Ms. Phillips came to observe me on the first day of school, first period.  Instead of thinking that she is out to get me, I focused on the class and my plan.  She had one of those poker faces, so I nervously awaited her evaluation.  Before my meeting with her, we had a faculty meeting to debrief the first day of school.  The assistant principal took the podium and talked about how she saw that some classes were unruly in the hall and suggested that they line up outside the class, like Ms. Garrido does with her students.  There was a lot of down time at the beginning of class, she said, so she suggested that they have their students complete a task as soon as they enter, like Ms. Garrido does.  This went on for several more “suggestions” and each time she said my name, I was in disbelief---but couldn’t resist smiling a little inside.

Fast forward to the end of that second year in Ms. Phillip’s office…
She told me that she could not think of one negative thing in the classroom, that she could see me being “Teacher of the Year” one day.  The one thing she did want to see improve—that I get more involved in the school.

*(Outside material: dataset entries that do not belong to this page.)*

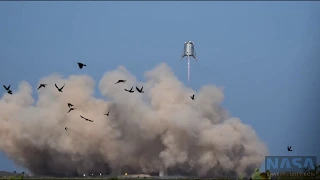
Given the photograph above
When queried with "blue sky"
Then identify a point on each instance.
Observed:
(263, 53)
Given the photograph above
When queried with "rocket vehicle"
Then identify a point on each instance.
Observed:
(188, 50)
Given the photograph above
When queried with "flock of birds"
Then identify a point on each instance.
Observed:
(71, 106)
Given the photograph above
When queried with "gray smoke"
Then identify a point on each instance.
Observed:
(162, 130)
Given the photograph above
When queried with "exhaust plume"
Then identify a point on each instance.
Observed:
(161, 131)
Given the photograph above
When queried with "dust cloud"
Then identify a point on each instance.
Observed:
(160, 131)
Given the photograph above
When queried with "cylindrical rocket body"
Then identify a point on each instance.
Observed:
(188, 49)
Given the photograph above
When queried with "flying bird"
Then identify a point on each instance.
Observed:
(140, 90)
(81, 65)
(59, 89)
(71, 109)
(86, 119)
(192, 97)
(7, 88)
(130, 91)
(42, 85)
(107, 113)
(121, 80)
(70, 105)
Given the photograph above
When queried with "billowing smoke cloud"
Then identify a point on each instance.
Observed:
(162, 130)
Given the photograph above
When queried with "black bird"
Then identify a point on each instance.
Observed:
(42, 85)
(130, 91)
(121, 80)
(7, 88)
(192, 97)
(86, 119)
(140, 90)
(70, 105)
(71, 109)
(81, 65)
(59, 89)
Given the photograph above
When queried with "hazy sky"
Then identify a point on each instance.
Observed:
(263, 53)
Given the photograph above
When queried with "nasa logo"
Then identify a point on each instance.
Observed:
(278, 164)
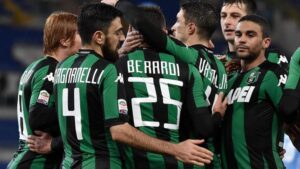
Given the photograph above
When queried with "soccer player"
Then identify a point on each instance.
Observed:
(91, 105)
(35, 107)
(252, 124)
(163, 92)
(195, 25)
(290, 100)
(231, 12)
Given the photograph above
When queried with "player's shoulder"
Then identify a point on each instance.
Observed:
(273, 68)
(44, 61)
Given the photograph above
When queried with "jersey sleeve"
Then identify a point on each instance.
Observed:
(273, 85)
(294, 71)
(222, 80)
(155, 36)
(277, 57)
(202, 121)
(290, 100)
(42, 114)
(113, 102)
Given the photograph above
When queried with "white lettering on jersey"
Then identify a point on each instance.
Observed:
(50, 77)
(241, 94)
(282, 80)
(120, 78)
(282, 59)
(44, 97)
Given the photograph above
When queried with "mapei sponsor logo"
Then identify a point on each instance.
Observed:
(240, 94)
(122, 104)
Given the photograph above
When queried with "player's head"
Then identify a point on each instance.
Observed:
(195, 18)
(100, 26)
(60, 31)
(154, 15)
(252, 37)
(231, 12)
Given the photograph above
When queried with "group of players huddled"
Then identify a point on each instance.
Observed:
(157, 99)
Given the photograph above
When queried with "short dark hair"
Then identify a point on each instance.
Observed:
(261, 21)
(203, 15)
(154, 15)
(250, 5)
(94, 17)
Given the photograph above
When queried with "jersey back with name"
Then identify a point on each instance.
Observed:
(90, 100)
(35, 88)
(159, 89)
(252, 127)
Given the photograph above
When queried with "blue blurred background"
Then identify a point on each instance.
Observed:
(21, 26)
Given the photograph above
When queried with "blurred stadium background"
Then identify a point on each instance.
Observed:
(21, 26)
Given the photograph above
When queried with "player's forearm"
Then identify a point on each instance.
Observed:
(56, 144)
(153, 35)
(289, 106)
(127, 134)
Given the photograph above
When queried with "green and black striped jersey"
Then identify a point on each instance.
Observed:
(211, 68)
(290, 101)
(163, 93)
(90, 99)
(294, 72)
(36, 112)
(252, 128)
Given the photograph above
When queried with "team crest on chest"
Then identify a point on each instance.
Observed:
(253, 77)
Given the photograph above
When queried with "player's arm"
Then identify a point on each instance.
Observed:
(187, 151)
(132, 41)
(290, 101)
(273, 86)
(42, 114)
(154, 35)
(203, 121)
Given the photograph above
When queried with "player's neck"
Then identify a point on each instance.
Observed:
(94, 47)
(59, 54)
(231, 46)
(247, 65)
(197, 41)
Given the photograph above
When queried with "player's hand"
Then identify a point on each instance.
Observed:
(189, 151)
(233, 65)
(293, 131)
(220, 105)
(222, 58)
(282, 151)
(110, 2)
(133, 40)
(211, 45)
(40, 143)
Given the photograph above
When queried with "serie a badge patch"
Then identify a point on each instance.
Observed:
(253, 77)
(44, 97)
(122, 104)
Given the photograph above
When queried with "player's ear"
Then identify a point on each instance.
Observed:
(191, 28)
(98, 38)
(65, 42)
(266, 43)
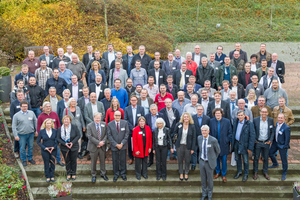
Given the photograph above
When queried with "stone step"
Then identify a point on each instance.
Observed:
(182, 192)
(85, 181)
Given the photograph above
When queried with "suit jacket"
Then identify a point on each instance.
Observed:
(74, 137)
(118, 138)
(225, 133)
(88, 112)
(93, 137)
(212, 153)
(92, 88)
(80, 86)
(280, 69)
(242, 78)
(271, 129)
(129, 117)
(177, 77)
(166, 67)
(284, 136)
(161, 75)
(224, 106)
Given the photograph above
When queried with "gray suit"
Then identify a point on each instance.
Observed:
(121, 137)
(207, 167)
(96, 152)
(88, 112)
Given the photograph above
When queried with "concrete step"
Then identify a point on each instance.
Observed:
(182, 192)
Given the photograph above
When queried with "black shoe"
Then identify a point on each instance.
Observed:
(237, 175)
(31, 161)
(105, 177)
(61, 164)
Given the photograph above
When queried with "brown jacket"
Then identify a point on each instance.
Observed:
(256, 111)
(289, 117)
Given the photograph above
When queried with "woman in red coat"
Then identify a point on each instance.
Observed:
(142, 145)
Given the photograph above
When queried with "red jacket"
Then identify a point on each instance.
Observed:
(110, 115)
(137, 141)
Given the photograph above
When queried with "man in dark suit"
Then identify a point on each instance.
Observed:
(150, 121)
(181, 77)
(159, 75)
(118, 132)
(199, 120)
(278, 66)
(207, 160)
(170, 66)
(131, 115)
(47, 56)
(243, 140)
(218, 103)
(75, 87)
(281, 142)
(98, 88)
(220, 128)
(264, 135)
(97, 134)
(88, 56)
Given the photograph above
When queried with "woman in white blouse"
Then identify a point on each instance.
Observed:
(162, 142)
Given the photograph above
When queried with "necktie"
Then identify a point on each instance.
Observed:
(204, 152)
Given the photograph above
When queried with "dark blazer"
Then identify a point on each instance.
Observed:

I went on to a new school that opened up in the district the following year and Ms. Phillips went on to a different school as well and I haven’t seen her since that day. I am grateful to Ms. Phillips for believing that I can do better and holding me to a higher standard.  With her words as inspiration I took on the role as team leader that next year, my third as a teacher.  The following year I became the head of the Reading Department, in 2009 I was named “Teacher of the Year” and a few years later became the Literacy Coach for the entire school.  This year I will take on a district position and work with several schools to improve literacy.  I tried to contact Ms. Phillips to thank her, but have not been successful.  In case you are reading this, Ms. Phillips, thank you for seeing my potential, pushing me to work harder to achieve things that I never even thought to try.  I hope I can do the same for the students and teachers that I work with. 


  1. What an inspiring story. Very nice to hear how you took your less than positive evaluation and worked hard to make changes.
    Teaching is a constant cycle of reflecting-adjusting-improving-reflecting-adjusting-improving.

    Good luck with your future goals
    Crockett's Classroom . . . Forever in Third Grade

  2. Thank you Debbie! In my district we have the "Plan, Do, Study, Act" cycle that mirrors what you wrote!